In the deep dive for off-price discovery, Durmer honed a skill: the ability “to judge a garment on its merits.” She found a fascination with beautiful product that set her on a path to fashion, albeit a circuitous one. Post-Georgetown stints at Bear Stearns, Martha Stewart Living Omnimedia and Condé Nast preceded Columbia Business School; the launch of Make Meaning, a children’s retail activity concept, and ultimately, Altuzarra. “I took baby steps,” she says. “I always knew I wanted a career in retail and luxury goods. I think it took me a long time to be able to say that.”
Yet when she met Joseph Altuzarra, whose clothes — urbane and elegant, with a slyly twisted sensuality — rank among the most exciting of his generation of designers, luxury wasn’t the first topic of conversation. “Joseph and I connected, not on an aesthetic level, not on a business level,” Durmer says, speaking with quiet confidence and a perspective insightful beyond her years of experience. “We talked a lot about the type of company we wanted to have in terms of the human element,” a company that would invest in and nurture people as well as a brand.
That meeting, orchestrated by Shirley Cook, then ceo of Proenza Schouler (while in graduate school, Durmer did a project for Proenza; Altuzarra had interned), initiated a getting-to-know-you period during which they discovered other commonalities (aesthetic point of view; brand-narrative development). When Altuzarra’s founding ceo, his mother, Karen Altuzarra, decided to step back from the role in 2011, Durmer came in as chief operating operator with an equity stake. The women worked together for a year before Durmer took over as ceo.
“You have to understand the relationship you’re going to have with the creative director,” Durmer notes of that role at a nascent fashion house. “Your partnership is critical to success. Joseph has one chance at putting his name on the label. My role is to help him fulfill that dream and make sure it becomes a reality.”
No need to rush along the way. While other young companies hurry to launch brand extensions, e-commerce and physical stores, Durmer invokes the “marathon not a sprint” mantra. Case in point: accessories.

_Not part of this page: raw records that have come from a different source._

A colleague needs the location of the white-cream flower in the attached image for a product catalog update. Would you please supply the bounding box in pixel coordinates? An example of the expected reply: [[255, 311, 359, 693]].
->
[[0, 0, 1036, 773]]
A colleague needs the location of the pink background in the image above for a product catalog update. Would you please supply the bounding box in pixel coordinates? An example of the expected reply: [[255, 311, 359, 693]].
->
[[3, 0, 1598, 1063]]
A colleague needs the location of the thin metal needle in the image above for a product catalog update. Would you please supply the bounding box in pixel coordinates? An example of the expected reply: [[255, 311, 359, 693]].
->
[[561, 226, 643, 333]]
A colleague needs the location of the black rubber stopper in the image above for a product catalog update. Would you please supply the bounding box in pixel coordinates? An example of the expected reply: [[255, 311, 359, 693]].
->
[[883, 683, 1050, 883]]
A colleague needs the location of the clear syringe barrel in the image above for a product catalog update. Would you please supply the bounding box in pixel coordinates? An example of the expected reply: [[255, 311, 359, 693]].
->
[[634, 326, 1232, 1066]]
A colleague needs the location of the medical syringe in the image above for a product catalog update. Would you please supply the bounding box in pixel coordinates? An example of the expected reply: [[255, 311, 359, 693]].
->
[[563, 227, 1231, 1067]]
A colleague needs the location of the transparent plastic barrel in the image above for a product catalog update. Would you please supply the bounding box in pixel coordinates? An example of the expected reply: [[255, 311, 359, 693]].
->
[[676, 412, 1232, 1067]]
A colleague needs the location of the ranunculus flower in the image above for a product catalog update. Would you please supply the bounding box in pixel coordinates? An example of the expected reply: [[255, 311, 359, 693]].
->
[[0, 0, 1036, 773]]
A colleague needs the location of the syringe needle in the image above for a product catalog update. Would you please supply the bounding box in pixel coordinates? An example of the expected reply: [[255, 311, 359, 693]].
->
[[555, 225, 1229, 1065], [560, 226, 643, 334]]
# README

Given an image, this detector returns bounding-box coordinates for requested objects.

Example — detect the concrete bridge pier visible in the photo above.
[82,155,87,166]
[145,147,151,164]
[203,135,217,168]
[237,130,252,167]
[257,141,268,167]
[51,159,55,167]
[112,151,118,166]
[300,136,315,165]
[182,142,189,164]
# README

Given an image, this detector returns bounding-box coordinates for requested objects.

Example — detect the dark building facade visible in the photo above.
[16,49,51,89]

Altuzarra’s fall 2015 launch came only after the company had met certain “milestones” in terms of staffing, supply chain, organization, ready-to-wear performance and branding. Still, understanding the Altuzarra woman and the bag she should carry wasn’t enough; it was essential to explore “what the marketplace looked like and what the white spaces were.” Thus, counter to the still-minimalist norm, Altuzarra moved in with artisanal flamboyance, his Ghianda bags done up with thick braiding, tassels and demonstrative hardware. “I think he did a bang-up job,” Durmer says.
As for expansion, e-commerce and brick-and-mortar retail are “inevitable” and will likely find support in Kering, “an amazing partner,” which took a minority stake in 2013. Beyond the obvious benefits, the investment opened opportunities for invaluable cross-brand communication. “It’s given us a network of people to reach out to and speak with and grow alongside, people who’ve been through what we’ve been through…[and] seasoned expertise that we didn’t have on our own,” Durmer says.
For all her calm, Durmer worries about fashion’s relentless demands. Absent a large design staff, “it’s a lot for Joseph to come up with new ideas four times a year and work on this aggressive calendar and also to have a press presence and to visit stores and to keep on that churn.” Part of her job is to recognize “when he’s at a breaking point before he’s aware that he is.” At such moments, she assesses whether it’s time to add staff: “This is a time to push ourselves but not break.”
Durmer herself is living out the classic working-woman home-work balancing act, one that will intensify with the birth of her second child in July. Daughter Agnes turned one on Jan. 6. “I feel the first birthday party is really for the parents,” Durmer says. “We made it through the first year. She’s fine, so we’re good.”